Bug: Smilies break RSS feed
Test case
- Another test is to load this URL into FeedReader, which also complains.
Environment
| TWiki version: |
TWiki.org |
| TWiki plugins: |
various, including SmiliesPlugin |
| Server OS: |
|
| Web server: |
|
| Perl version: |
|
| Client OS: |
Win2000 |
| Web Browser: |
IE 5.5 or FeedReader 1.65b |
--
RichardDonkin - 15 Feb 2002
Fix record
A workaround is to avoid putting smilies near the top of pages - this one is OK though
The solution is to ensure that no
HTML elements get passed through to the RSS feed, even if plugin generated (perhaps just disable plugin processing on search results, as an option to
FormattedSearch)? Interestingly, the http:// link near the top of this page (i.e.

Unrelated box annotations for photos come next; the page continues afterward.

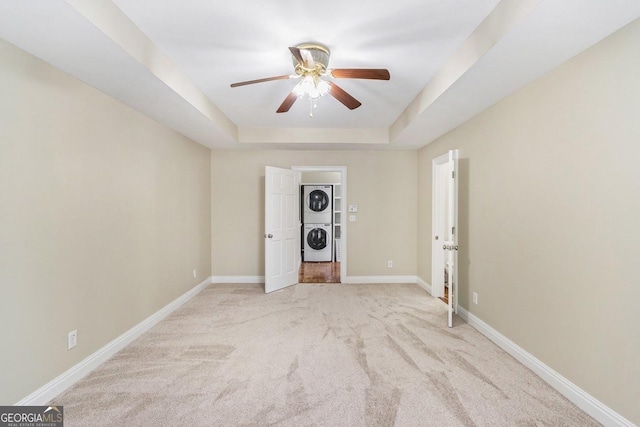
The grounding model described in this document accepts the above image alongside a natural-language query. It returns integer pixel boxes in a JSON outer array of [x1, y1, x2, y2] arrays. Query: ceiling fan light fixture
[[293, 76, 331, 100]]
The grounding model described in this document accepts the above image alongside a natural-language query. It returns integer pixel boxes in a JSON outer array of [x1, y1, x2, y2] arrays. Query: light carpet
[[52, 284, 599, 426]]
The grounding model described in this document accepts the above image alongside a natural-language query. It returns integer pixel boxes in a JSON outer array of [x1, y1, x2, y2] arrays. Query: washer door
[[307, 228, 327, 251], [307, 190, 329, 212]]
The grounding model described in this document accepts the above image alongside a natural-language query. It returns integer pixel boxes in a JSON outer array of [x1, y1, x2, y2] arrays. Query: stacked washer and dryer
[[302, 185, 333, 262]]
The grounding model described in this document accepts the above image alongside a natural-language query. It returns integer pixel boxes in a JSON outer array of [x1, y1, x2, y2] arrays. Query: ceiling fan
[[231, 43, 390, 116]]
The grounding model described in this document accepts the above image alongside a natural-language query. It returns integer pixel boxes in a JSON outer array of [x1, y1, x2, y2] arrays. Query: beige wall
[[211, 150, 417, 276], [0, 40, 211, 405], [418, 17, 640, 424]]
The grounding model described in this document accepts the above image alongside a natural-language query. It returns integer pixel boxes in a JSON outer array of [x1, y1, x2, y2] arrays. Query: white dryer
[[302, 185, 333, 224], [302, 223, 333, 261]]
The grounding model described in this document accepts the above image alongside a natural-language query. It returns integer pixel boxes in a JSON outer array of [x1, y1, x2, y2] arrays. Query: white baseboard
[[16, 277, 211, 406], [416, 277, 433, 296], [342, 276, 417, 283], [458, 307, 635, 427], [211, 276, 264, 283]]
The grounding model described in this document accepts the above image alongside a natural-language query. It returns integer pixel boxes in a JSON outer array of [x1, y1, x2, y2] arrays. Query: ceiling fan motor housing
[[292, 43, 330, 74]]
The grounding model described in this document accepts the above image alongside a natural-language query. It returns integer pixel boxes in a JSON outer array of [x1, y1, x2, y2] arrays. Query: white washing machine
[[302, 185, 333, 224], [302, 223, 333, 261]]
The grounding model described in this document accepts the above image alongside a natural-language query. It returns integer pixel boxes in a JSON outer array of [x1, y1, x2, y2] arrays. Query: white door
[[264, 166, 300, 293], [431, 150, 458, 327]]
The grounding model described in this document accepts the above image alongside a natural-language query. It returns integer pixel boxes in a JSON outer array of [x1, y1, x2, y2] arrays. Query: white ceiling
[[0, 0, 640, 149]]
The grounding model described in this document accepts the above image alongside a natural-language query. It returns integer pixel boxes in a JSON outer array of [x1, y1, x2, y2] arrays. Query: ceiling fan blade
[[331, 68, 391, 80], [289, 46, 304, 65], [276, 92, 298, 113], [231, 74, 297, 87], [327, 82, 362, 110]]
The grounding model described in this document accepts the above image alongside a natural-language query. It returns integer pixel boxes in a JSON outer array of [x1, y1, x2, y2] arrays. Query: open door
[[431, 150, 458, 327], [264, 166, 300, 293]]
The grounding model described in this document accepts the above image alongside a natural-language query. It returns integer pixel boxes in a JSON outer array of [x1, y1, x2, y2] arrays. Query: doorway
[[431, 150, 459, 327], [291, 166, 347, 283]]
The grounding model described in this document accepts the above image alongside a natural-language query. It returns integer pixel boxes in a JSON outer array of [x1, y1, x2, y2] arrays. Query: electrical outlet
[[67, 329, 78, 350]]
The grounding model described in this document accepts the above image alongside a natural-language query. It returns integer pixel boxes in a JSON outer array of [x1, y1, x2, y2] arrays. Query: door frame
[[430, 149, 459, 297], [291, 166, 348, 283]]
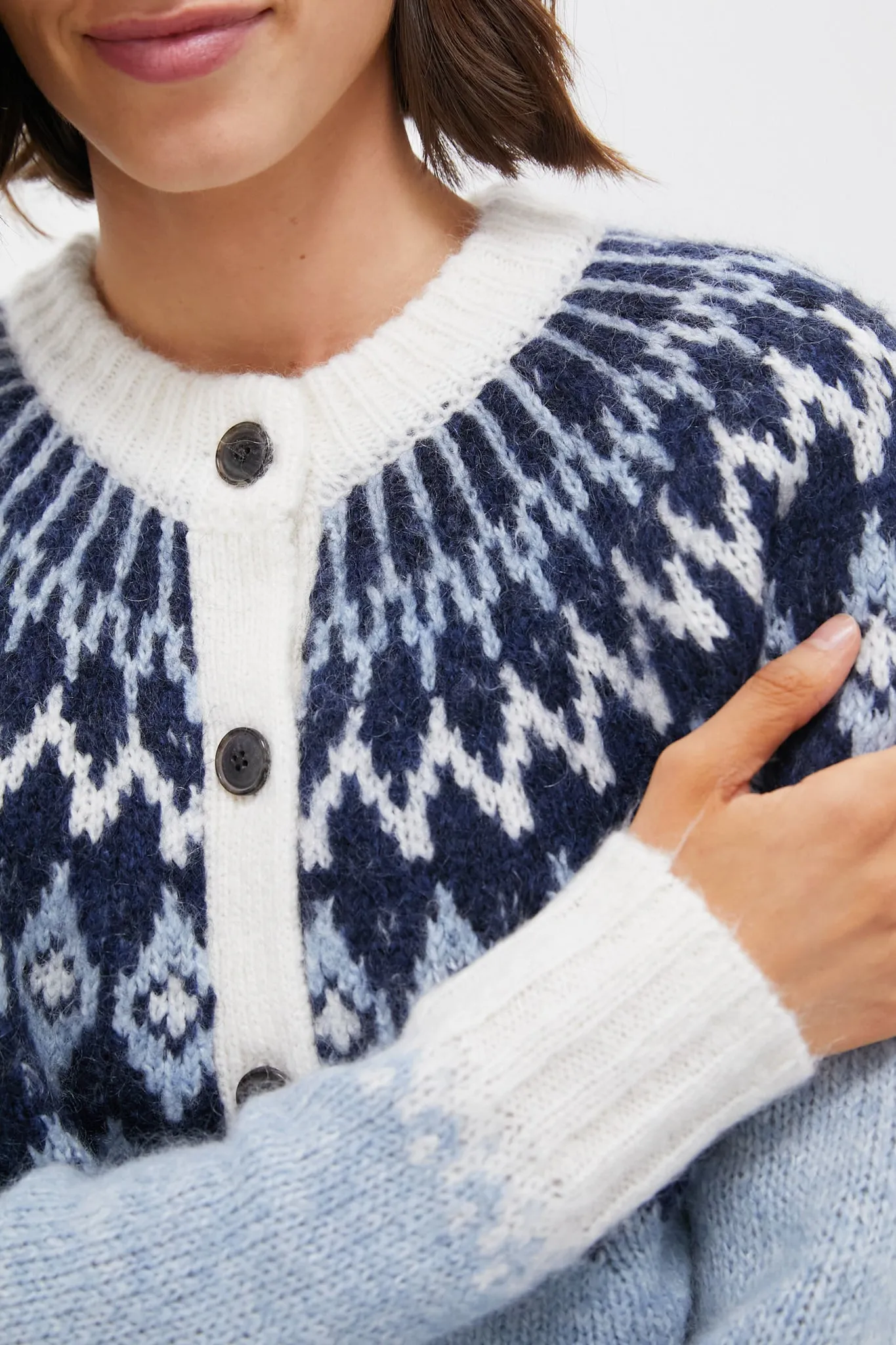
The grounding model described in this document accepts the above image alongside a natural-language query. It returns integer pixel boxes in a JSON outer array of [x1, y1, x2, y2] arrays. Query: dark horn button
[[215, 729, 270, 793], [215, 421, 274, 485]]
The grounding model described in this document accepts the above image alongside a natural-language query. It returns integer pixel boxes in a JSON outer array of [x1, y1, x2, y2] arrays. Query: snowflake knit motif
[[0, 223, 896, 1345]]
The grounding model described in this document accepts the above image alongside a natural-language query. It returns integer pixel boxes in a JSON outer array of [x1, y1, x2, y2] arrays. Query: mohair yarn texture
[[0, 194, 896, 1345]]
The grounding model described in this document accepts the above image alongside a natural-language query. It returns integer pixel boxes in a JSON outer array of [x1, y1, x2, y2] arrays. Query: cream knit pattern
[[0, 176, 896, 1342]]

SmiliesBreakRssFeed) is handled OK, it just comes through as plain text rather than as an
HTML element.
Not sure of the best way of doing this, and it may require real code rather than
FormattedSearch.
--
RichardDonkin - 15 Feb 2002
The real problem is that plugins change the text in an unpredictable way.
WebRssBase has a
%SEARCH{}% that contains a
$summary. This summary is formatted as plain text (by
TWiki::makeTopicSummary()), that is, does not contain any
HTML code nor links. This breaks if a plugin adds some links or image tags.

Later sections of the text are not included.